Como podemos fazer memória de quem aparentemente não a deixou? Foi a grande questão que conduziu o trabalho todo que produzi e que agora apresento”, conta ainda.

"Oblívio" foi o nome escolhido para a exposição, com a qual quer homenagear quem morreu assim, em grande solidão e desamparo, mas também os voluntários que lhes tentam garantir um final mais digno e acompanhado.

Mafalda diz que quer abanar consciências, “espero que isto cause alguma agitação interior”, para ajudar a combater a indiferença. “Que as pessoas possam ter uma experiência individual e levar daqui alguma coisa para elas próprias, que não seja apenas uma ideia política, social, de esperança ou de revolta, mas alguma coisa concreta”.

Uma lista de números, nem todos com nome

A exposição homenageia as 233 pessoas - incluindo 14 bebés – que morreram em 2021 na cidade de Lisboa, cujos corpos ninguém reclamou. A Santa Casa pagou os funerais, que os voluntários da Irmandade de S. Roque acompanharam.

Os desenhos a carvão de cada uma dessas pessoas podem ser vistos ao longo das quatro salas da Galeria Belard, em Lisboa. “São retratos evocativos, uma recriação do que poderia ter sido o rosto de cada um”, explica Mafalda d’Oliveira Martins. A própria técnica que usou não foi escolhida ao acaso. “O desenho permitiu pensar em alguém e, através da imaginação, ainda que não seja essa pessoa, dar-lhe algo que é meu e que pode ser dela também”.

Na primeira sala há apenas um retrato, o primeiro que fez, e uma lista a enumerar todos os que morreram, pontuada pela referência "desconhecido". São os que não têm sequer nome. A lista é real e foi fornecida à artista pela Irmandade de S. Roque.

Numa segunda sala aparecem mais rostos, intercalados com espaços vazios, até que na terceira sala todas as paredes estão preenchidas. O efeito é propositadamente impactante.

“Queremos que as pessoas sejam confrontadas com o peso de 233 vidas perdidas, e que não estão longe de nós: foi aqui em Lisboa, e num ano concreto”, adianta à Renascença a galerista Catarina Mantero.

A última sala da exposição é tão ou mais tocante. “São os rostos de 14 bebés, recém nascidos ou fetos, que morreram em 2021 e nunca foram reclamados”, e de quem a SCML e a Irmandade de S. Roque também se encarregaram de sepultar.

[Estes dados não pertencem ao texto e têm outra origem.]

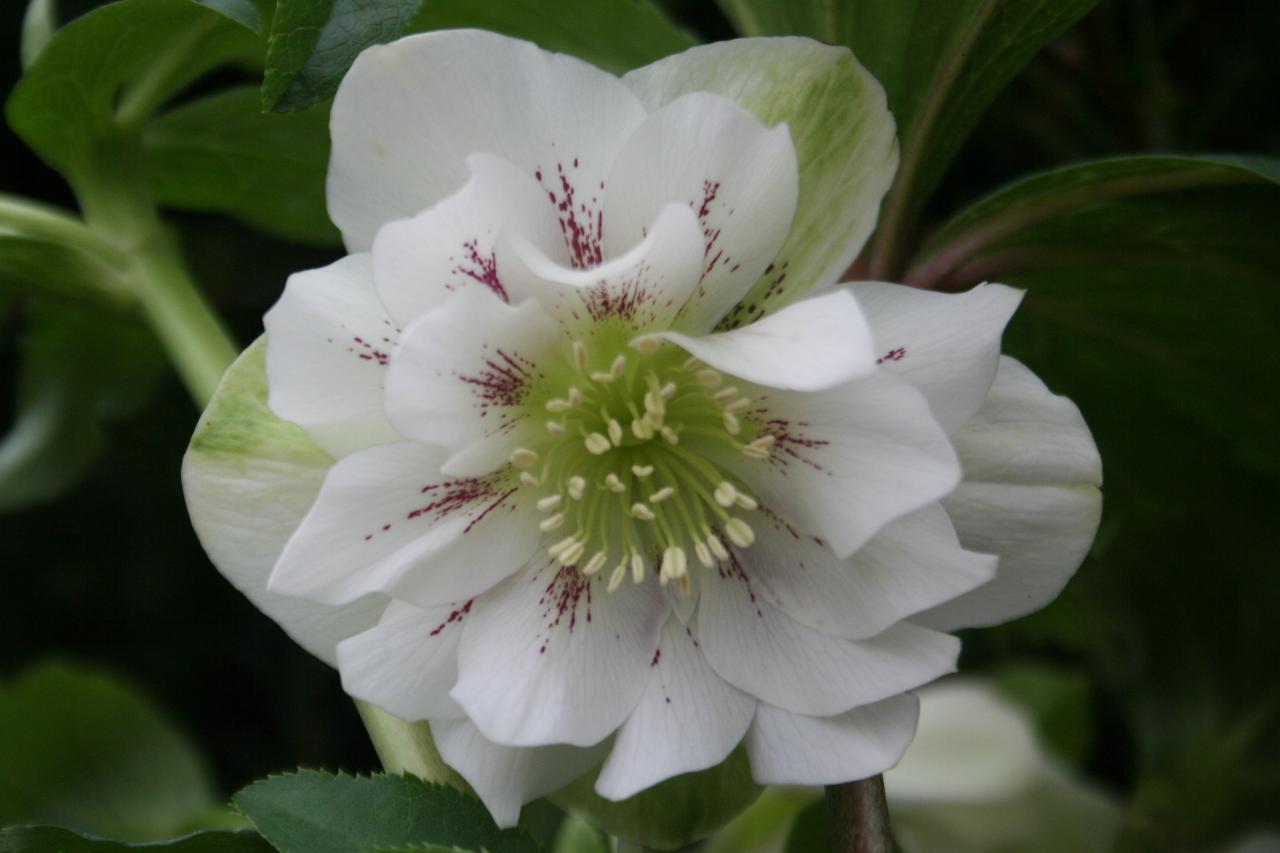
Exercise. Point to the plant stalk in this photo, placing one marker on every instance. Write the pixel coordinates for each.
(858, 816)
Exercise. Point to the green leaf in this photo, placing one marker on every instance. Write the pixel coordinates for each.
(252, 14)
(314, 42)
(39, 26)
(613, 35)
(576, 835)
(54, 839)
(941, 62)
(81, 749)
(842, 135)
(316, 812)
(223, 154)
(1161, 268)
(109, 69)
(80, 369)
(672, 813)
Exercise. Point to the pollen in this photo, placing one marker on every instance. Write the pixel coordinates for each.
(635, 470)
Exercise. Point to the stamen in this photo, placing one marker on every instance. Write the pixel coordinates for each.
(556, 550)
(645, 343)
(524, 457)
(570, 555)
(739, 532)
(616, 578)
(594, 564)
(703, 553)
(638, 569)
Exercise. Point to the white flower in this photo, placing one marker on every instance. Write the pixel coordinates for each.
(606, 489)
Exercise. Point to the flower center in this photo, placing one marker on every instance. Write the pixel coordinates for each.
(625, 468)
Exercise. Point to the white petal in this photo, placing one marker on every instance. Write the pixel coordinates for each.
(407, 114)
(740, 178)
(644, 287)
(248, 479)
(794, 749)
(387, 520)
(1031, 496)
(329, 341)
(848, 461)
(462, 372)
(972, 747)
(915, 562)
(419, 263)
(944, 343)
(688, 719)
(407, 662)
(762, 651)
(816, 343)
(506, 778)
(551, 657)
(844, 138)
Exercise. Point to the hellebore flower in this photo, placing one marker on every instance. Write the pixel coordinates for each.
(589, 460)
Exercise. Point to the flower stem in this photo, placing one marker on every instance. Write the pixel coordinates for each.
(858, 815)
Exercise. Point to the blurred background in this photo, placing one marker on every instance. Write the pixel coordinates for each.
(1155, 674)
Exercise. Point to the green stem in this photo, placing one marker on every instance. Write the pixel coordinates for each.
(897, 220)
(858, 815)
(55, 226)
(187, 327)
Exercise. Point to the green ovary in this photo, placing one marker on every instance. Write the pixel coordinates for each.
(622, 468)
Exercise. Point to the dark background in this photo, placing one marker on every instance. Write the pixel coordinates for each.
(112, 574)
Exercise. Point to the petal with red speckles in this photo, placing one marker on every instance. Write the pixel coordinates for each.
(848, 461)
(506, 778)
(795, 749)
(410, 113)
(913, 564)
(329, 342)
(688, 719)
(462, 374)
(388, 520)
(816, 343)
(737, 176)
(644, 287)
(944, 343)
(762, 651)
(407, 662)
(844, 137)
(551, 657)
(1029, 495)
(419, 263)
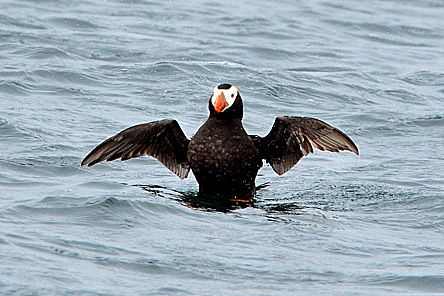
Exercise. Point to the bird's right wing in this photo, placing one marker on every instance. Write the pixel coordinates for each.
(163, 139)
(292, 137)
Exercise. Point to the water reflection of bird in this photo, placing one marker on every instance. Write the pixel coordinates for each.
(223, 157)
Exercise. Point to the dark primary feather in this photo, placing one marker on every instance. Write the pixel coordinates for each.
(163, 139)
(291, 138)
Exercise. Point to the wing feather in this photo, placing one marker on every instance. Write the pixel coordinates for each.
(292, 137)
(163, 139)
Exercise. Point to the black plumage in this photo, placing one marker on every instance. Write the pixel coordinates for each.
(223, 157)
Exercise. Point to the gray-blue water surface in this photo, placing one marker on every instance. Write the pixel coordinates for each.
(73, 73)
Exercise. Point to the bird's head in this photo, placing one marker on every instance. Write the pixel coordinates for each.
(226, 102)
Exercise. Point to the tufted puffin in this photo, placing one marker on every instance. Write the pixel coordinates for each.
(223, 157)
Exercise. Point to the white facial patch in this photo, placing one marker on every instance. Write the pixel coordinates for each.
(230, 95)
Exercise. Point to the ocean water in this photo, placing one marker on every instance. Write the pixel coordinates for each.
(73, 73)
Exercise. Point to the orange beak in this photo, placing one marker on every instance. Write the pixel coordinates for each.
(221, 103)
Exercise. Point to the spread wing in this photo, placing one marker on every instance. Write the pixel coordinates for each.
(163, 139)
(291, 138)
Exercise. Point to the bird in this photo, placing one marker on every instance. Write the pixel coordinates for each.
(223, 157)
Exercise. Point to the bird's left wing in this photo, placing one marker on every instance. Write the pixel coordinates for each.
(292, 137)
(163, 139)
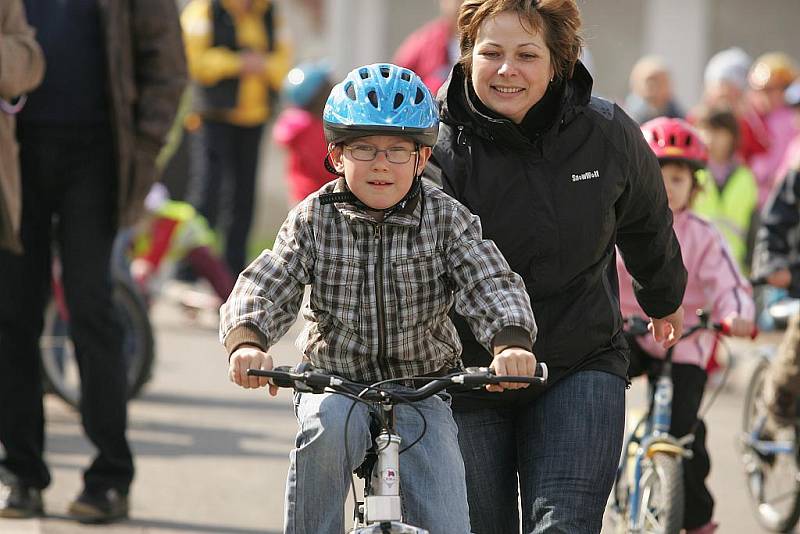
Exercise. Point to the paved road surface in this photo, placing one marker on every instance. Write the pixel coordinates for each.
(211, 458)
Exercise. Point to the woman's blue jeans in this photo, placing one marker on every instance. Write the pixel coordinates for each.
(433, 491)
(564, 447)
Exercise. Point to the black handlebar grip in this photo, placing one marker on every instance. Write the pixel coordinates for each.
(279, 376)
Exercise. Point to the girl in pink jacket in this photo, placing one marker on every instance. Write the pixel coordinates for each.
(714, 284)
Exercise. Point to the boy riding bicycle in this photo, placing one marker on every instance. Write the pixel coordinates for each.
(714, 283)
(385, 256)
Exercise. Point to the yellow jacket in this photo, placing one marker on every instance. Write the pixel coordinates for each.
(216, 64)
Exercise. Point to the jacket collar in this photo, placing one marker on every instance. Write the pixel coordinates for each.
(408, 214)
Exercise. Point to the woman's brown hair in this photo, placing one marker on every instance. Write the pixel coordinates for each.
(559, 21)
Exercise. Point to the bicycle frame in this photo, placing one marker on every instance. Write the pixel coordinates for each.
(655, 439)
(381, 507)
(381, 511)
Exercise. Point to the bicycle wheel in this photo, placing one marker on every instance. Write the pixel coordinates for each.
(59, 365)
(772, 477)
(662, 496)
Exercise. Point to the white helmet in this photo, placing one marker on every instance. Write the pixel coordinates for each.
(730, 65)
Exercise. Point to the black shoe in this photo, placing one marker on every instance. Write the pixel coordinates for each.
(18, 501)
(101, 507)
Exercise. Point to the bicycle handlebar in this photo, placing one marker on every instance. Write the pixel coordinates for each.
(637, 326)
(311, 380)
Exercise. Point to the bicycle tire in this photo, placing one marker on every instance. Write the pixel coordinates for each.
(59, 366)
(761, 471)
(662, 495)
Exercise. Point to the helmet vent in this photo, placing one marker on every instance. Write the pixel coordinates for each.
(350, 91)
(373, 99)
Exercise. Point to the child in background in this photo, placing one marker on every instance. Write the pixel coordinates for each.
(714, 284)
(173, 231)
(728, 195)
(776, 259)
(386, 257)
(299, 128)
(791, 158)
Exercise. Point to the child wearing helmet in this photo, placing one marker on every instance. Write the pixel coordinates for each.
(714, 284)
(299, 128)
(385, 256)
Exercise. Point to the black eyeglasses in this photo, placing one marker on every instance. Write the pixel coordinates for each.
(396, 155)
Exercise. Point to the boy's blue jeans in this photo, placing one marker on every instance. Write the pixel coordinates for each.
(564, 447)
(433, 489)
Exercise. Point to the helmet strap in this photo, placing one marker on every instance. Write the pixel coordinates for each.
(329, 166)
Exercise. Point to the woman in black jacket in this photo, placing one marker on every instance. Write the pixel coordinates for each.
(558, 178)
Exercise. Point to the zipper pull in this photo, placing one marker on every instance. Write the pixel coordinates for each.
(460, 138)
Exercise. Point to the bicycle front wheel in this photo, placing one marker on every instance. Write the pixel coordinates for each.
(770, 460)
(662, 495)
(59, 364)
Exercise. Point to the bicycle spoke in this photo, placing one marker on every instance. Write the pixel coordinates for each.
(788, 495)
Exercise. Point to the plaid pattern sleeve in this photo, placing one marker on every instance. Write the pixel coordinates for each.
(268, 293)
(490, 295)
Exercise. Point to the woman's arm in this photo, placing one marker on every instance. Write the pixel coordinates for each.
(644, 230)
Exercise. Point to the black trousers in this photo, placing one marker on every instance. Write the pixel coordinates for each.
(68, 175)
(689, 382)
(224, 189)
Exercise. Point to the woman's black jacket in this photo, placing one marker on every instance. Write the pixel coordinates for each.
(556, 205)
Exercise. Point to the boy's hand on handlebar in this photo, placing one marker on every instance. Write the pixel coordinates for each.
(512, 361)
(250, 357)
(738, 326)
(668, 330)
(781, 278)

À espera de ser mãe, Mafalda d’Oliveira Martins admite que esta foi a parte mais difícil do projeto. “Foi a que mais me custou”, mas diz que lhe permitiu ir para lá da linguagem abstrata dos números, e sentir e perceber melhor esta “ferida humana” do abandono, da solidão e do desinteresse.

“Tenho o maior orgulho em mostrar este trabalho”

A exposição "Oblívio" vai ficar na galeria Belard até 16 de março. Catarina Mantero, artista plástica e responsável pelo espaço, diz que um dos seus objetivos tem sido “dar luz a um certo tipo de arte que eu sinto que não se via muito em Lisboa”, com um “foco significativo na nova figuração”, mostrar “como é que a figura se reinventa”.

“Já não interessa a pintura mimética, ou o desenho mimético, interessa transcender isso e que as obras de arte sejam capazes de conter dentro delas não só uma narrativa linear reconhecível, mas também uma certa expressão ao serviço da história que se está a contar. E este trabalho da Mafalda em particular ilustra isso na perfeição, até pela técnica que usa”, explica.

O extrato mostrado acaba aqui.